Het spreekt vanzelf dat de bijdrage aangepast wordt aan veranderde verhoudingen in de raad. De regeling heeft tot gevolg dat fracties die kleiner worden (of geheel verdwijnen) nog over de gehele maand waarin de nieuwe raad voor het eerst vergaderd de bijdrage ontvangen. Voor fracties die groter worden (of nieuwe fracties) gaat de bijdrage per diezelfde maand in. Dat betekent dat de totale bijdrage voor fractieondersteuning in een verkiezingsjaar hoger uitvalt dan in andere jaren. Dit is niet te vermijden.
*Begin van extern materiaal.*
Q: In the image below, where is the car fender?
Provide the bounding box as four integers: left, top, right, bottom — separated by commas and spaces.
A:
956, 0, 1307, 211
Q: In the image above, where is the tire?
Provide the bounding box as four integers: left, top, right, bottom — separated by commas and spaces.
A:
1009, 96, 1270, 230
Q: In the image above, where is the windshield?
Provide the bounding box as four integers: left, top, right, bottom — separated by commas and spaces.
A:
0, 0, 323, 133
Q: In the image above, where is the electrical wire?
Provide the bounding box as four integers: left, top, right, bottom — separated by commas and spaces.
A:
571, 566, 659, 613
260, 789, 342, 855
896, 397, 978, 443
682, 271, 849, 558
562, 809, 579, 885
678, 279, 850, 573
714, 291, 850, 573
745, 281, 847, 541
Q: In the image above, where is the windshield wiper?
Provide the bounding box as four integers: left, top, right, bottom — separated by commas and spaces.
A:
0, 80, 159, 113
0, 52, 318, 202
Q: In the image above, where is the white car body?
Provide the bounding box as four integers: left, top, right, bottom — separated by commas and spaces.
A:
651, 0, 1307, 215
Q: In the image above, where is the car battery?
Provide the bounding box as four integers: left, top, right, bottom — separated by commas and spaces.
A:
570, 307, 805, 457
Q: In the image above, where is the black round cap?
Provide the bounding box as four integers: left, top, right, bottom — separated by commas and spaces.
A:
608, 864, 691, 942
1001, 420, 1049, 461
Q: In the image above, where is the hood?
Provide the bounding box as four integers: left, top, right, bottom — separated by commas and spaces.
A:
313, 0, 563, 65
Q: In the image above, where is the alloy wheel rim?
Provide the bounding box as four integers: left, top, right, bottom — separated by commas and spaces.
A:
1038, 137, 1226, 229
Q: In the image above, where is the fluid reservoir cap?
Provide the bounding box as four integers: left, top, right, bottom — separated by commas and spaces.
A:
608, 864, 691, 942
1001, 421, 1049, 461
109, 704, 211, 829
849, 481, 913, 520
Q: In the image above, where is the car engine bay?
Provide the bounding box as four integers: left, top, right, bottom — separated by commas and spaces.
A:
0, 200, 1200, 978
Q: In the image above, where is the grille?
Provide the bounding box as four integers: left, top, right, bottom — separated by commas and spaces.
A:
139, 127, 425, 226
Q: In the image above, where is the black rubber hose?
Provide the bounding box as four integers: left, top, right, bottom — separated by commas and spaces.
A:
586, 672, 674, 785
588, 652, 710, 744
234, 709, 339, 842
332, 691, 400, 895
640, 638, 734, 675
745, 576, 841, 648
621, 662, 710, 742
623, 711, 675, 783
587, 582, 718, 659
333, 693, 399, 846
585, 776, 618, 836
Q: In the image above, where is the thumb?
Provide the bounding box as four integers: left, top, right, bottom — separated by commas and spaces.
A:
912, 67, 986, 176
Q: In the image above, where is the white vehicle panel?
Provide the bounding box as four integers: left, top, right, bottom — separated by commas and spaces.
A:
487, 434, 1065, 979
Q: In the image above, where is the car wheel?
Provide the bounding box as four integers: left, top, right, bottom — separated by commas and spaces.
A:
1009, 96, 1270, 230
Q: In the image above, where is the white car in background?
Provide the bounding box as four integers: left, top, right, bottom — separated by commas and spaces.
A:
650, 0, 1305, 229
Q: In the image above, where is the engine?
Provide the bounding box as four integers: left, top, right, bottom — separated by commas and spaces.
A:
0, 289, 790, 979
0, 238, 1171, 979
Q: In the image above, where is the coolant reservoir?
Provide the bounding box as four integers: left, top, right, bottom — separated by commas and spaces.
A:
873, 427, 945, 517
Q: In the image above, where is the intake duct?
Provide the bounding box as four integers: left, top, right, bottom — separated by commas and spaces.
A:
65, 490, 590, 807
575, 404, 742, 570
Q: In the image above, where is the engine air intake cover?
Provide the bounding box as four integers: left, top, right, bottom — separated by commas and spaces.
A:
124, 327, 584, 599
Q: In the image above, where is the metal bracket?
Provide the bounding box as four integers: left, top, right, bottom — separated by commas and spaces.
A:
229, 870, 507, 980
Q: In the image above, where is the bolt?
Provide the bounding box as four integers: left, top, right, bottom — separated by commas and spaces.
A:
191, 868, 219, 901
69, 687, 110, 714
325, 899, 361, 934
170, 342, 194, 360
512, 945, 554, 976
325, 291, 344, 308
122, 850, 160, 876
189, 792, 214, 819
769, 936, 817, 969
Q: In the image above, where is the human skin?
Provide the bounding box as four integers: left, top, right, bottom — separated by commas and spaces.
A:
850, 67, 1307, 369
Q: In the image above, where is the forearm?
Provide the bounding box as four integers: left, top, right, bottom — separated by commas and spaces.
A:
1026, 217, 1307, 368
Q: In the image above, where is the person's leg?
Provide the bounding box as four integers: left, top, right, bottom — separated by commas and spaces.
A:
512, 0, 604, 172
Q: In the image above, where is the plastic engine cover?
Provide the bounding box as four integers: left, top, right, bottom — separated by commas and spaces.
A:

Bij splitsing van een fractie zal het al eerder verstrekte voorschot direct verrekend moeten worden. Als dat niet zou gebeuren zou een deel van de oorspronkelijke fractie over een te groot voorschot beschikken en zou het andere deel juist helemaal geen voorschot krijgen. Na het kalenderjaar zou dan alsnog verrekend moeten worden. Het is billijker de verrekening in deze gevallen direct te laten plaatsvinden.

Artikel 11

Dit artikel maakt dat elk bedrag dat niet besteed is, direct opeisbaar is en dat indien in strijd met de verordening wordt gehandeld het bedrag dat in het geding door de gemeente kan worden teruggevorderd.

Artikel 12

Dit artikel behoeft geen toelichting.